Biography of
Brigadier General James Winchester
by Ralph Naveaux

 

            Born in Maryland in 1752, Brigadier General James Winchester started out as a captain in the Revolutionary War and was twice captured by the British.  After the war, he moved to Tennessee to engage in farming, militia service, and politics.

            At the beginning of the War of 1812, Winchester was commissioned a brigadier general in the U.S. Army and was ordered to Kentucky to build an army to relieve Detroit.  Unpopular with his troops for being too refined and disciplined, he lost his bid to command the entire Northwestern Army to William Henry Harrison.
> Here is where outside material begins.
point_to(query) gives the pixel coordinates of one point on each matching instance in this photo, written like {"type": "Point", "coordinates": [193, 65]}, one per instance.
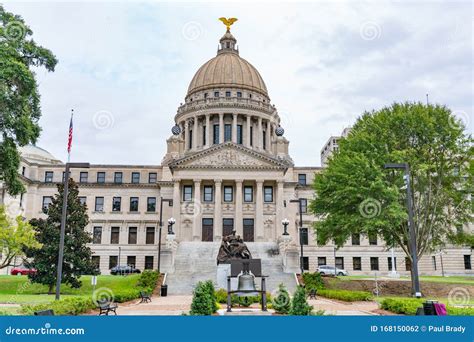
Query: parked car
{"type": "Point", "coordinates": [22, 270]}
{"type": "Point", "coordinates": [120, 270]}
{"type": "Point", "coordinates": [329, 270]}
            In command of Harrison’s Left Wing, Winchester advanced down the Maumee River, arriving at the Rapids in January of 1813, just in time to answer pleas for help from the citizens French Town on the River Raisin, which was being occupied and pillaged by the British & Indians.  Winchester dispatched a force to liberate the settlement on January 18, and personally led reinforcements, only to be overwhelmed by a British & Indian counterattack on January 22.

            After a year in captivity, Winchester was exchanged and assigned to a quiet sector near Mobile, Alabama.  In January of 1815, he almost found himself in hot water again, when the British took nearby Fort Bowyer in the final months of the war. 

            After the war, he disputed criticism of his military record.  In 1819, he ran the Chickasaw Boundary Line between Tennessee and Mississippi.    After retiring to his plantation at Cragfont, he played an important role in the founding of the city of Memphis.  He died July 26, 1826.